Rhodium plating looks exactly the same on the cheapest and most expensive of rings, as you are seeing the reflective brilliance brilliant white colour of the rhodium plating and not the true colour of the metal below. In time the rhodium plating will wear off and the true colour of the metal will be visible. With cheap white gold, this will be seen as a yellowish creamy white colour which will be very noticeable. With palladium rich white gold you may not even be aware that the rhodium is starting to wear as the colour difference underneath will not be as evident.
Rhodium plating will need to be reapplied on to white gold if you wish to maintain the colour, how frequent depends on the quality of the white gold and how quickly you experience a loss of colour. Grade 1 white gold will need less rhodium plating and sometimes does not need to be reapplied at all. Grade 3 or 4 white gold will need frequent rhodium plating as the true colour will show through quite quickly in normal wear.

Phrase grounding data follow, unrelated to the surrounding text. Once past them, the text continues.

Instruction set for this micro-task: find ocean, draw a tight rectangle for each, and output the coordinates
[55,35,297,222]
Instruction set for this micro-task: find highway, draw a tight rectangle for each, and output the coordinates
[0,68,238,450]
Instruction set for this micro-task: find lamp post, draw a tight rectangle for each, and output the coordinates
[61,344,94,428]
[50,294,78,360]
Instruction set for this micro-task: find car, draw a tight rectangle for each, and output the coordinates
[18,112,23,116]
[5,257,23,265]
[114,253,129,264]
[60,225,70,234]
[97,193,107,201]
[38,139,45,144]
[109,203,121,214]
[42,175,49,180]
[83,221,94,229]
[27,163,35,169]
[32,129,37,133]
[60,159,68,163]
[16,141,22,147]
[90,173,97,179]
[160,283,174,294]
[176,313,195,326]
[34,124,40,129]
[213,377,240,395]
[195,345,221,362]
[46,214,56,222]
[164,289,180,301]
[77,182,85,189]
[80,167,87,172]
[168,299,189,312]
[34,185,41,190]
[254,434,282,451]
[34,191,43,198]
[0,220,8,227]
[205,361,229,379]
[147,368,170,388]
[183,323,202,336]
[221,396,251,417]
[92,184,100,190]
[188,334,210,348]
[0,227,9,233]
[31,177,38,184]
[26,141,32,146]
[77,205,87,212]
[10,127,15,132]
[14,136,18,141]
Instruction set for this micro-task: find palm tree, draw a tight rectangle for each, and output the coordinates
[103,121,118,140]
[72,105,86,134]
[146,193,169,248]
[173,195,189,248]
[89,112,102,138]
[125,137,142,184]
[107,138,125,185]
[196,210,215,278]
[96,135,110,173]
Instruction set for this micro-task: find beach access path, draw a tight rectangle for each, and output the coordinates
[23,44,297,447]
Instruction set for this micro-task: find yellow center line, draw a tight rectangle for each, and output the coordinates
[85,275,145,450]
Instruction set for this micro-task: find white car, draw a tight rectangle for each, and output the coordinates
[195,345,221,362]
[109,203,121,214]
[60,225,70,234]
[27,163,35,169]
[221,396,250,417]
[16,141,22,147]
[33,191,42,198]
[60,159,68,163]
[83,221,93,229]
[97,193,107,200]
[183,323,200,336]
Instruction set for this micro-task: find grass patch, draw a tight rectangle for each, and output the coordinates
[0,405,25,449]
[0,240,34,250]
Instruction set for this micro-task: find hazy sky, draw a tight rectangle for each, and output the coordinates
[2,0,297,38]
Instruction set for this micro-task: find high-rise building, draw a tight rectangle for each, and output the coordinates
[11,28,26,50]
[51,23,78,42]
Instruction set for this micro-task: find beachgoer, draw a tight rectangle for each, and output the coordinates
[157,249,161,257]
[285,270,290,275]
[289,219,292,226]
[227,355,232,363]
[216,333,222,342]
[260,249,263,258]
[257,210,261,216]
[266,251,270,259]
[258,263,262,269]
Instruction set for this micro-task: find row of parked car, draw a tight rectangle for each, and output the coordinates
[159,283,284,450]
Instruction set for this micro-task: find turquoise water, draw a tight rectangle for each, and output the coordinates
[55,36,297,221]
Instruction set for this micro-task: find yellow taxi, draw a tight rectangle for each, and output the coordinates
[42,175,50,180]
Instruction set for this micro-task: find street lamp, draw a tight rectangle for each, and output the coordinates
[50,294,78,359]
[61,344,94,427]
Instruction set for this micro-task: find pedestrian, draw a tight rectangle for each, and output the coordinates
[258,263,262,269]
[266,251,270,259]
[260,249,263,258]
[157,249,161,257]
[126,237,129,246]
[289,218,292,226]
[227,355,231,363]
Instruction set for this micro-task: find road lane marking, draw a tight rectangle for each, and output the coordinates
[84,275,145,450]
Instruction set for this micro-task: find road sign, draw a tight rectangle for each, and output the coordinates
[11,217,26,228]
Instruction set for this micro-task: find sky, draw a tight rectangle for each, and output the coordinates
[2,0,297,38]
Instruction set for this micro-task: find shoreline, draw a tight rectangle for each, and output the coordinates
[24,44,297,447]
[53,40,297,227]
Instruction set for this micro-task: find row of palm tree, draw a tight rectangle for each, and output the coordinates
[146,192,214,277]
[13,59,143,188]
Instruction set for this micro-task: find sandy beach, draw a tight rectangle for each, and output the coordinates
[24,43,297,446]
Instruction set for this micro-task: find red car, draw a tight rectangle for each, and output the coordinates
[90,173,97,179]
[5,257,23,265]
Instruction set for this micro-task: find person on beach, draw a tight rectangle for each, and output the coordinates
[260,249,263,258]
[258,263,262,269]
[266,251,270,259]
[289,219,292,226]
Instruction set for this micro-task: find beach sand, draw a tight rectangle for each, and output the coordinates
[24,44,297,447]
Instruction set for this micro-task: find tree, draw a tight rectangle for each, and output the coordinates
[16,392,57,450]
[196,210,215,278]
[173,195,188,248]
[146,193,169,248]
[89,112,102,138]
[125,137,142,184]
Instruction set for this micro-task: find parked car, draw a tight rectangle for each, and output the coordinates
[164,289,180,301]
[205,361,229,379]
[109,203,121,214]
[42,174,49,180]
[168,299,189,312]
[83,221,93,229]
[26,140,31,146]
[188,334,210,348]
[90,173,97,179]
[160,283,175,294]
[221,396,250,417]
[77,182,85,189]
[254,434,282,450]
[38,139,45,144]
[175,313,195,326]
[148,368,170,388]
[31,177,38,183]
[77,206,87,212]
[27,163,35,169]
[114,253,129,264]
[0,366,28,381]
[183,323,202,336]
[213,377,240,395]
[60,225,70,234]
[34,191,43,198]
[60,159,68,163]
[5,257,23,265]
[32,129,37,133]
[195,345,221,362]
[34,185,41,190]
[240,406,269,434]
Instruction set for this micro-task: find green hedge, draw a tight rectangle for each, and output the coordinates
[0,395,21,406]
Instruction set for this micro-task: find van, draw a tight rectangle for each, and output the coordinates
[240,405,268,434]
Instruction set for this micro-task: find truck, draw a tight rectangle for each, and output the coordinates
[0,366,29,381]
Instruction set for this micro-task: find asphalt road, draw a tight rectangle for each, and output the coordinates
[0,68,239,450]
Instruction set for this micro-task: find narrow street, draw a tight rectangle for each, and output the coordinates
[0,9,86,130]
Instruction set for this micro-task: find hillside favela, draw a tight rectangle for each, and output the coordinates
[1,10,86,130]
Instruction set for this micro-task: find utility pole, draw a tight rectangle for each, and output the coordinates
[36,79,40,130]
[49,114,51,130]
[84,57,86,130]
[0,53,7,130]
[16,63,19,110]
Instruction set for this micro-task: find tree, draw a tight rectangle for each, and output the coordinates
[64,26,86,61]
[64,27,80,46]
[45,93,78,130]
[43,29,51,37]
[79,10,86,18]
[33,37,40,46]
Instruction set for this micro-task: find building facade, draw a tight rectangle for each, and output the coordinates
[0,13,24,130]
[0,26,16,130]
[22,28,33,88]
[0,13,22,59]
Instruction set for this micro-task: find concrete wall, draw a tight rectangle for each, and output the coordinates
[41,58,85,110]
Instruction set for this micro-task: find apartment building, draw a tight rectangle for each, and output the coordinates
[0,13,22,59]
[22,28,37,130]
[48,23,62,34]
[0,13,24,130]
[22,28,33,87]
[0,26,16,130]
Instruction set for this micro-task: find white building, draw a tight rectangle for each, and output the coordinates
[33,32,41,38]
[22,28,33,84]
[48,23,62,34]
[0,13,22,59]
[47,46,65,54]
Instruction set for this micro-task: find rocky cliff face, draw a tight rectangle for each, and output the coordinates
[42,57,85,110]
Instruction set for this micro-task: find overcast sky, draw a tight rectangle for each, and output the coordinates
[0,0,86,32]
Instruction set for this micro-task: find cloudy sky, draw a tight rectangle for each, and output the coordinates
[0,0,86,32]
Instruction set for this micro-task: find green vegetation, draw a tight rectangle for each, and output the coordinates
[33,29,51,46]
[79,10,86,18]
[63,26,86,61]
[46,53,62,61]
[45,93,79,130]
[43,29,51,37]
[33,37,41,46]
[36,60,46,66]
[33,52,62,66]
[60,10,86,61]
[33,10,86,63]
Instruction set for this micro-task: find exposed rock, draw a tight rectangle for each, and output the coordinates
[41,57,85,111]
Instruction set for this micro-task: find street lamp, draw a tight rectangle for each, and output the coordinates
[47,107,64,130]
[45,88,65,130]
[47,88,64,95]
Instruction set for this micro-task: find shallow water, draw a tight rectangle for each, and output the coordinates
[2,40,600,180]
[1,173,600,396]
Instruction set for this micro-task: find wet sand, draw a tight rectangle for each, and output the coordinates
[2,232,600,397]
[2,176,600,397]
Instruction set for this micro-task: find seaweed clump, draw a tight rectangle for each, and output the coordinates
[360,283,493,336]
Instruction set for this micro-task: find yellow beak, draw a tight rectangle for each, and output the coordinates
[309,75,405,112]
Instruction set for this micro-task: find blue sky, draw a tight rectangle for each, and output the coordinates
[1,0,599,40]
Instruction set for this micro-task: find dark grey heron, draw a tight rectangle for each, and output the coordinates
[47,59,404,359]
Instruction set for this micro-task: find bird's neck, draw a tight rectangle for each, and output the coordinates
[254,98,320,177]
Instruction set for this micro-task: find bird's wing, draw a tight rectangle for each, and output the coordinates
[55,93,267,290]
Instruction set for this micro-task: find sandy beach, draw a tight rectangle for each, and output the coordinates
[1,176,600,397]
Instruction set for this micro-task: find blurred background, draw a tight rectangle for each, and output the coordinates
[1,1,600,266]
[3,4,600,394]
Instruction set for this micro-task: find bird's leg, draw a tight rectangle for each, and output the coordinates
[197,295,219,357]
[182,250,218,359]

A typical price for rhodium plating on a ring would be around £15.00 to £50.00 depending on the size, which involves polishing off any remaining rhodium and polishing out all of the scratches and then reapplying a new coat of rhodium plating. One downside of rhodium plating too often is that it does prematurely wear your ring away. Every time your ring is polished a tiny layer of gold is removed in order to remove all the scratches. Although the amount of metal removed is negligible if you are doing this every 3 -6 months then this can add up over time and cause unnecessary wear to your ring.
Palladium rich white gold is by far the best colour of white gold available at this time. It does however carry a premium and will be more expensive than cheaper alloyed white gold and is also more expensive than yellow gold which doesn’t have such an expensive alloy added.
The increased cost of palladium rich white gold is offset by less frequent rhodium plating and thus less unnecessary polishing, but more importantly, customer satisfaction is greatly increased as you will not suffer the same level of discolouration experienced with cheaper alloys.
We would always advise with items of white gold jewellery that are in constant use that you ask the salesperson to confirm that the article is either "palladium rich" or is made from "Grade 1 Alloys" If they are unable to confirm this then we would assume that they are below grade 1.